Con il piano Bul, approvato il 3 marzo 2015 dal Consiglio dei ministri, si fissano obiettivi sfidanti per portare la fibra direttamente nelle case (velocità di connessione a 30 Mbps a tutta la popolazione e oltre 100 Mbps ad almeno l’85% del territorio entro il 2020), si indicano tappe e strumenti da utilizzare per raggiungerli.

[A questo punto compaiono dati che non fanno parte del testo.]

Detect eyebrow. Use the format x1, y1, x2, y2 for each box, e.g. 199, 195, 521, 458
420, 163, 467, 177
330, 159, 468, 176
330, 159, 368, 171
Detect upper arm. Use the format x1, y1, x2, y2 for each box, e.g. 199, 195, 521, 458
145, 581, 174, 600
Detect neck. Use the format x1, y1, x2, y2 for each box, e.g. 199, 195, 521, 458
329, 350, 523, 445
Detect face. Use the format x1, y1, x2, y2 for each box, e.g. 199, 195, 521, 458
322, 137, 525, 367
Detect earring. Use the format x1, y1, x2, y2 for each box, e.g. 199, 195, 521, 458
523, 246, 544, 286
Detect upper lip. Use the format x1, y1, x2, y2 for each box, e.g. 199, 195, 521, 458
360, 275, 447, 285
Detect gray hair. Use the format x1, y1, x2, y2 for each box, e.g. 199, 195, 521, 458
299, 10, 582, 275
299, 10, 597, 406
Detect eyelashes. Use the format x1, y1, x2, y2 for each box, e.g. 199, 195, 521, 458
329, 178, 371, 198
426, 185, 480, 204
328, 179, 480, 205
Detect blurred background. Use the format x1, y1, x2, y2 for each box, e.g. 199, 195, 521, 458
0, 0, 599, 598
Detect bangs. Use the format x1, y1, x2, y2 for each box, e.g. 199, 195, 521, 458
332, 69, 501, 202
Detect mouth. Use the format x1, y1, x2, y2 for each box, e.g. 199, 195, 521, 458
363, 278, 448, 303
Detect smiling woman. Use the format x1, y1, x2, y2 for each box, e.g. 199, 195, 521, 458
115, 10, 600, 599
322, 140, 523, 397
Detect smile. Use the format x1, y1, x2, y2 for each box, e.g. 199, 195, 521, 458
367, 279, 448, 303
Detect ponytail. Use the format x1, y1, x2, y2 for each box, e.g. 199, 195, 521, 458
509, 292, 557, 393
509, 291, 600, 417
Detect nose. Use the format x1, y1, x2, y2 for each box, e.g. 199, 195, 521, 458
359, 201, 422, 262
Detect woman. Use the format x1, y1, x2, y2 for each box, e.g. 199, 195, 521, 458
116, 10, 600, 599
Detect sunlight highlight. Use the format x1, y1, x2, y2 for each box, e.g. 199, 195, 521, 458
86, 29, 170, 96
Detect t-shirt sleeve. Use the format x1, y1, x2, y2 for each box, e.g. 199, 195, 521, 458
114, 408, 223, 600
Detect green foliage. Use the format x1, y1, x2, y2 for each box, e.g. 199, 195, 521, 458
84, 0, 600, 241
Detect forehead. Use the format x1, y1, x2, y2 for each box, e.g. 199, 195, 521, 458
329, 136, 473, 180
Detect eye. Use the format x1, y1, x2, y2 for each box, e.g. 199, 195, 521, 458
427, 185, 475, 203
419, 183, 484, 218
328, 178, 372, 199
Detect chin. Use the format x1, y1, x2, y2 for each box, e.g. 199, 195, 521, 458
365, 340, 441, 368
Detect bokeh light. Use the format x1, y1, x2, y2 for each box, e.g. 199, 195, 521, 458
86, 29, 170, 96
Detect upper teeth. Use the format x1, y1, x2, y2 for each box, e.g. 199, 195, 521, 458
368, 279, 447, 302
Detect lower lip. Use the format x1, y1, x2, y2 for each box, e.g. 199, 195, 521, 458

Con la delibera Cipe del 3 agosto, si individuano anche le risorse che raggiungono nel complesso 7 miliardi di euro. Si decide di investire risorse pubbliche per creare una rete pubblica là dove gli investitori privati non sono disposti ad investire. Con consultazioni pubbliche si individuano le aree a fallimento di mercato in oltre 7.300 comuni per un totale di 13 milioni di cittadini interessati e 8,2 milioni di unità immobiliari da connettere. Successivamente si predispongono bandi pubblici affinché si crei una infrastruttura abilitante i servizi in banda ultralarga, premessa necessaria per la sperimentazione del 5G ovvero della tecnologia mobile di nuova generazione. Il risultato è sotto gli occhi di tutti: torna la concorrenza in un mercato dove prima non c’era, si risparmiano soldi pubblici, oltre 1 miliardo di euro, nei primi due bandi rispetto alle previsioni e si inizia un recupero sui principali partner europei.
Nel complesso, queste le risorse per l’insieme degli interventi: 5 miliardi di euro di fondi pubblici nazionali. 3,5 miliardi provenienti dal Fondo sviluppo e coesione (FSC 2014-2020), di cui 2,2 miliardi già assegnati da delibera CIPE del 3 agosto 2015 per l’intervento nelle aree bianche a fallimento di mercato. 1,8 miliardi di € da programmi operativi (Regionali e Nazionali) 2014-2020 tra cui 230 milioni di € dal Programma Operativo Nazionale Imprese e Competitività (2014-2020).
Oggi, finalmente, l’indice Desi 2007, redatto dalla Commissione europea, fotografa un’Italia che dal punto di vista della connettività cresce più della media europea.